Four recent randomized controlled trials have explored this issue, yielding conflicting results. The BETAMI-DANBLOCK study (N=5574, duration 3.5 years) reported a modest, yet statistically significant, benefit for beta-blockers, finding a lower risk of death or major adverse cardiovascular events (14.2% vs. 16.3%; HR 0.85; p=0.03). Conversely, the large REBOOT-CNIC (N=8505, median duration 3.7 years) and REDUCE-AMI (N=5020, median duration 3.5 years) studies found no significant benefit of long-term beta-blocker therapy on their respective composite endpoints. Lastly, the ABYSS study (N=3698, median duration 3 years), which enrolled stable patients already on therapy, found that beta-blocker interruption was not noninferior to continuation (HR 1.16; p=0.44 for noninferiority).

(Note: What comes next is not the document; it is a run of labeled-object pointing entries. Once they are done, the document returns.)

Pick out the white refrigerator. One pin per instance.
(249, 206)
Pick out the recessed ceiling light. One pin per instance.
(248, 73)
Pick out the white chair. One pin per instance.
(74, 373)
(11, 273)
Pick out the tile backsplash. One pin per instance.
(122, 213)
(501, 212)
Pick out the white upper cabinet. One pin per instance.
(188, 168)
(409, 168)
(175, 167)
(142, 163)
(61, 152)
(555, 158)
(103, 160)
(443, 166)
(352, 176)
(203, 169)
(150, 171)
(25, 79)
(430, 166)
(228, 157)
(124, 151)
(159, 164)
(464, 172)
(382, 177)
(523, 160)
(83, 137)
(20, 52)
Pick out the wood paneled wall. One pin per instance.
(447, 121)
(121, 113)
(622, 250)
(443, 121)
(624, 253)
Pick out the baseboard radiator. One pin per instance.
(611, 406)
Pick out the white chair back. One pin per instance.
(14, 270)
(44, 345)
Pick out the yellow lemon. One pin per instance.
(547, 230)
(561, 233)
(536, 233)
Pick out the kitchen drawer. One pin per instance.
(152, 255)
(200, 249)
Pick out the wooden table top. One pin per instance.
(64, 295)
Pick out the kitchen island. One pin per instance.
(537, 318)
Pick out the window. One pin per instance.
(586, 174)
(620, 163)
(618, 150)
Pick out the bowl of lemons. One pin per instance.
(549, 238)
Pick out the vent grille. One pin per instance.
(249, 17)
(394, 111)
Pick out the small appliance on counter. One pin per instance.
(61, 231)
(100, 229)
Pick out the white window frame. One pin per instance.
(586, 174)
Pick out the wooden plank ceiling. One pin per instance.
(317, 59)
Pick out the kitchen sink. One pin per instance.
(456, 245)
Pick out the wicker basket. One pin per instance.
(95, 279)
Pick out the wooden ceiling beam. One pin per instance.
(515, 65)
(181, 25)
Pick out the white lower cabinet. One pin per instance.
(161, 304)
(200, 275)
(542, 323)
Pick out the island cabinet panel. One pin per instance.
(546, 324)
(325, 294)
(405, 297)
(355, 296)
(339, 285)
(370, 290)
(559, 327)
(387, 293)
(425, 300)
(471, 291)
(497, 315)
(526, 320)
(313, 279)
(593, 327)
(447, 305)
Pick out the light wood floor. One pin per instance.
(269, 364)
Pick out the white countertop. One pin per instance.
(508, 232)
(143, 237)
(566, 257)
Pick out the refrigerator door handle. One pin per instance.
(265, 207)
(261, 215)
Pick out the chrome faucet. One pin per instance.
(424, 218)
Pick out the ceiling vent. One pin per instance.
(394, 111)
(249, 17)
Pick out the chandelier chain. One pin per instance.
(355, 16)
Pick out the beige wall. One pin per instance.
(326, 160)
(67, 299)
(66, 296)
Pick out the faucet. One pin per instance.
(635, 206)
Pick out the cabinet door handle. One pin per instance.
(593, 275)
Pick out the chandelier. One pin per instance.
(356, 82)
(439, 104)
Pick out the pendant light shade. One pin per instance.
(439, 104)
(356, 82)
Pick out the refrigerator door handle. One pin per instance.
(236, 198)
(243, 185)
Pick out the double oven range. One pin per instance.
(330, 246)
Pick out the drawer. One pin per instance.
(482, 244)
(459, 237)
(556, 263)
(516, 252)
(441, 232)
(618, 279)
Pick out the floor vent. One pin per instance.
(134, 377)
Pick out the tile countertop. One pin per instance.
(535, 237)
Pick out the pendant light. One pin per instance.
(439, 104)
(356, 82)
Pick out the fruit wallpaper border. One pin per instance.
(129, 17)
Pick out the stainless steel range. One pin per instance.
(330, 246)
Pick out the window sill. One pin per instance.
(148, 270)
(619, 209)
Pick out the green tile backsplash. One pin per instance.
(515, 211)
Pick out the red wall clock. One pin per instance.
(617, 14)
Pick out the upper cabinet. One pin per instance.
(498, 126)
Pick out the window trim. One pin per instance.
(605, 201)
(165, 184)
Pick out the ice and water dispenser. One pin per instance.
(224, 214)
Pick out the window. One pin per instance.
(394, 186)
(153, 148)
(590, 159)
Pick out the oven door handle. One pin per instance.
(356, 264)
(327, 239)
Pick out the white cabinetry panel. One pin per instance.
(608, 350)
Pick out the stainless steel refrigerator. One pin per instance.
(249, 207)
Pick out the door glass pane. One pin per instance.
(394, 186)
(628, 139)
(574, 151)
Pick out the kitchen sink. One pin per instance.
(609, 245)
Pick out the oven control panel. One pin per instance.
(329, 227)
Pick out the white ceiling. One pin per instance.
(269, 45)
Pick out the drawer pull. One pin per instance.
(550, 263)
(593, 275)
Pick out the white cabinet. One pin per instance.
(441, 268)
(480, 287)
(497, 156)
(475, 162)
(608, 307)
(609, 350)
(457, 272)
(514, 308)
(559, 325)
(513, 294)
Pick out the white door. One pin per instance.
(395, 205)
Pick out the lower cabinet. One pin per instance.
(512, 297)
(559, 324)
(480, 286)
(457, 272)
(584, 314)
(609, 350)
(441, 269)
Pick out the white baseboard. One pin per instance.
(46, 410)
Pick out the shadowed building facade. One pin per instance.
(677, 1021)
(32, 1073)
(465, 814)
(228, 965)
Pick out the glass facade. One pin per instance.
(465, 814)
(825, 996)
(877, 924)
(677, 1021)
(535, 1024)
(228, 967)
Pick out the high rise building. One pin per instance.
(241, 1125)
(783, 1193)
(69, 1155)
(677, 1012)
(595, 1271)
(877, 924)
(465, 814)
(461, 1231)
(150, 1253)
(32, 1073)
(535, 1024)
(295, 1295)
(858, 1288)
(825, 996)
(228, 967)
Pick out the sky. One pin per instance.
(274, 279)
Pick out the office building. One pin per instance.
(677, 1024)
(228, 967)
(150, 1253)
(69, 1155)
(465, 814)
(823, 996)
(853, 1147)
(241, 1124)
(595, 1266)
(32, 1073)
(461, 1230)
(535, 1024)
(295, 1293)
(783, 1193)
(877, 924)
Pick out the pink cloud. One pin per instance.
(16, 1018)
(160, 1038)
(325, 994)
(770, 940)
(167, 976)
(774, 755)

Collectively, the results from these trials do not make a strong case either for or against the continued, routine use of beta-blockers in post-MI patients with preserved LVEF and no other compelling indications (e.g., angina, atrial fibrillation, uncontrolled hypertension). While the BETAMI-DANBLOCK suggests a small benefit and ABYSS cautions against stopping therapy in stable patients, the overall lack of robust, consistent benefit in the major trials does not support the uniform use of beta-blockers in this patient population. Current guidance reflects this evolving evidence, leaning toward reassessing the long-term need for beta-blockers after the first year post-MI in the absence of reduced LVEF or other indications.